Al fin, Santiago emergió. Levantó las gafas de buceo y sacudió los brazos para saludar a la madre.

– ¿Cuánto tiempo aguantas sin respirar?

– ¿Qué dices?

– ¿Que cuánto tiempo puedes estar sin respirar?

Leda oyó el ruido de un bramar violento. Lo identificó pronto. Se abría paso desde el horizonte palafítico de las plataformas mejilloneras. Era una planeadora y se acercaba a toda máquina a la ensenada del pazo de Romance. Invernó asomó de su escondite de vigilante, en la puerta que abría el muro a la playa. Con su transmisor intentaba hablar con Chumbo, pero éste no respondía. Lo que oía por el aparato era el refunfuño del mar. Lo más extraño es que Chumbo está allí, en la barca. Podía distinguir de lejos su silueta. Estaba de espaldas a él. Estaría escudriñando la naturaleza del sonido perforador que se cernía sobre la ensenada.

Decidió exponerse e ir hacia donde se encontraban Leda y el niño, mientras trataba de establecer la comunicación.

– ¿Chumbo, escuchas Chumbo? ¡Cambio!

Al otro lado, sólo el sonido de una interferencia semejante a un zumbido.

Una mordida de metal muy ardiente le hace añicos el hombro. Otro proyectil para caza mayor le astilla la cabeza.

¿Cómo podía Chumbo matar a Invernó? Incluso para matarlo, le pediría permiso.

Pero allí estaba, disparando desde la barca con el rifle. El cuero de Judas.

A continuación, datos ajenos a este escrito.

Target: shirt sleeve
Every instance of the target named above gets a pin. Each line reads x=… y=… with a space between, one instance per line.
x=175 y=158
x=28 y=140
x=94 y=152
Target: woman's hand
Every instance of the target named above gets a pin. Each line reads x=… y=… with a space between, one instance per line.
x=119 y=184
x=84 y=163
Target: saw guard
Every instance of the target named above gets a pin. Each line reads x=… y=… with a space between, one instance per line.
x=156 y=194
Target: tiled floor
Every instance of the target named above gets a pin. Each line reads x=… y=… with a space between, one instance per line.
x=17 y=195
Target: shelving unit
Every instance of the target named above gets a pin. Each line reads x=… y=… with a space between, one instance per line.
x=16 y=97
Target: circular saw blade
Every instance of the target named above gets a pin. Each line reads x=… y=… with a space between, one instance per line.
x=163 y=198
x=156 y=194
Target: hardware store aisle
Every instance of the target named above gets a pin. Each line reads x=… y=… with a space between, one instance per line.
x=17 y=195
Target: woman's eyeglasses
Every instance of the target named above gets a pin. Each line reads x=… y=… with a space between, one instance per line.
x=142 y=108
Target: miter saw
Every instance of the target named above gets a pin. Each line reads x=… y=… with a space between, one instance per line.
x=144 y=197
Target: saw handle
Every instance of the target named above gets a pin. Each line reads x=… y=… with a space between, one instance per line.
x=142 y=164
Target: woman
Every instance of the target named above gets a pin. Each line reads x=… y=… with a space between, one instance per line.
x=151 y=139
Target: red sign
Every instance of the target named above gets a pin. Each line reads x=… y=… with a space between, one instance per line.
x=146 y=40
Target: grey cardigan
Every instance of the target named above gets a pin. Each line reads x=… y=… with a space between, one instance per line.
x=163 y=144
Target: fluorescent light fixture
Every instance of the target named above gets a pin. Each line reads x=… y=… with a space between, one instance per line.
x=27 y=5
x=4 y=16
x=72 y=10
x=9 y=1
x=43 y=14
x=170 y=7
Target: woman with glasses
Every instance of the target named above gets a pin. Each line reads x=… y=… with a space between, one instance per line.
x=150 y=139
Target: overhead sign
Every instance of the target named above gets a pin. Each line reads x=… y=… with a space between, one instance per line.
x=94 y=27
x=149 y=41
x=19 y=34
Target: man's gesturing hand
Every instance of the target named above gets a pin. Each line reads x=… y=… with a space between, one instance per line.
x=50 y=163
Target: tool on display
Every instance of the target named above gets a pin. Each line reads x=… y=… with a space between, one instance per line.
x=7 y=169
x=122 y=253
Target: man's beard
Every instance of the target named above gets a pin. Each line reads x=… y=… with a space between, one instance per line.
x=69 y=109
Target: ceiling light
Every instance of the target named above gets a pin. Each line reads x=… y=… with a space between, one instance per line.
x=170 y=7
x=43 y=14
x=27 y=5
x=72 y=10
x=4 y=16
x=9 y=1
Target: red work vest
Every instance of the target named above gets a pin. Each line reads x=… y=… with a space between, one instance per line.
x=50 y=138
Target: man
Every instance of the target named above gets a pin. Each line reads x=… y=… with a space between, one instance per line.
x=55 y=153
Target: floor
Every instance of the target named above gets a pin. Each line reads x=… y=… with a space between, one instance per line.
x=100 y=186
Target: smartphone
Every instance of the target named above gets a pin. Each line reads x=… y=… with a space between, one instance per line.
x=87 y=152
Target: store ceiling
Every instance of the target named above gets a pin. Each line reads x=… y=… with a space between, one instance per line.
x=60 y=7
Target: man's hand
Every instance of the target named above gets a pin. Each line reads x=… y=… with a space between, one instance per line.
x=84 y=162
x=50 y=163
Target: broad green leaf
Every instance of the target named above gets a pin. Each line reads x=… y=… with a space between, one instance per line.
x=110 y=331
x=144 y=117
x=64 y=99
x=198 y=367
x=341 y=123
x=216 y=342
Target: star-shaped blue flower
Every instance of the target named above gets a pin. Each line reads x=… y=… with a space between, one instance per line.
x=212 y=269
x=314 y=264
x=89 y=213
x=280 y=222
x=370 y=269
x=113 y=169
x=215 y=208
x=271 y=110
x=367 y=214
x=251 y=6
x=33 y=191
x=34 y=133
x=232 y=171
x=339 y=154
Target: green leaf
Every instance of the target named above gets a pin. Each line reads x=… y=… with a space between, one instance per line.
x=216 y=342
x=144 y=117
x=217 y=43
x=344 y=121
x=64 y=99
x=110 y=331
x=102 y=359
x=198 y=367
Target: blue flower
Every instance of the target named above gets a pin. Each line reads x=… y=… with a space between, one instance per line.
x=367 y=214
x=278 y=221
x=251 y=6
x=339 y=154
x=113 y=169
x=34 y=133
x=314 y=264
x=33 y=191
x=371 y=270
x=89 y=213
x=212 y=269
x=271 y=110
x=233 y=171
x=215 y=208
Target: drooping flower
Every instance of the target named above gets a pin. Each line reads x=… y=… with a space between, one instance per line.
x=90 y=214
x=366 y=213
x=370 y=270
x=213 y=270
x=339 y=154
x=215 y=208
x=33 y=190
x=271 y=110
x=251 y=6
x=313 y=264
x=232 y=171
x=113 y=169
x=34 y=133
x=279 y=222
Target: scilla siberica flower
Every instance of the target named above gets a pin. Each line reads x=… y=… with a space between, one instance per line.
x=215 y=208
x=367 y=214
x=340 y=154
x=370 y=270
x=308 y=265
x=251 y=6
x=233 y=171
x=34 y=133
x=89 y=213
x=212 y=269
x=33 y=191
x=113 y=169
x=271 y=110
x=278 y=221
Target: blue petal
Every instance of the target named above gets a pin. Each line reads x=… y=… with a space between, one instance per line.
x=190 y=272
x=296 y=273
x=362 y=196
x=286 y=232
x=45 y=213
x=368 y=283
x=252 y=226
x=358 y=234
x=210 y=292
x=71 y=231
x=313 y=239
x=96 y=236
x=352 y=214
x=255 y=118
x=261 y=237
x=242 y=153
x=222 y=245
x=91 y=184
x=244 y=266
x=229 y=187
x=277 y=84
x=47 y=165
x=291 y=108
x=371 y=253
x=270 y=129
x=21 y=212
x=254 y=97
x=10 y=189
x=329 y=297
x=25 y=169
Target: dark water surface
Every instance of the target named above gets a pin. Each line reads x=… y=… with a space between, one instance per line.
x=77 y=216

En lugar de seguir la fuga, Leda hizo algo sorprendente. Agarró la automática de Invernó, protegió al niño detrás de ella, y apuntó al lugar de la traición. Que viese aquel cerdo de qué madera podrida estaba hecho.

– ¡Chumbo, hijo de puta!

Pero el tirador respondió apuntando con toda parsimonia con el rifle de precisión. Leda fue consciente de que su reacción era absurda y de que no tenía escapatoria. Chumbo era parte del enemigo. El tirador no iba a atacar a la planeadora que ya lo ensordecía todo.

Agarró a Santiago por el brazo y corrieron descalzos en la arena. La arena que tanto la quiso parecía sujetarla ahora por los talones. Cuando el niño cayó de rodillas y ella trató de arrastrarlo, Leda recibió, incrédula, una ayuda desde el mundo oculto.

– ¡Túmbate con él y no te muevas! -gritó Malpica.

Esperaron a que la potente motora maniobrase en la orilla. Traía tres tripulantes. Dos de ellos se dispusieron a saltar, mientras el tercero mantenía el gobierno de la bicha.

– No los quieren matar, los quieren secuestrar -dijo Mará.

Era el momento de disparar. Y de que el mar echase una mano milagrosa. Que multiplicase los retumbes disuasorios. Como a veces hace.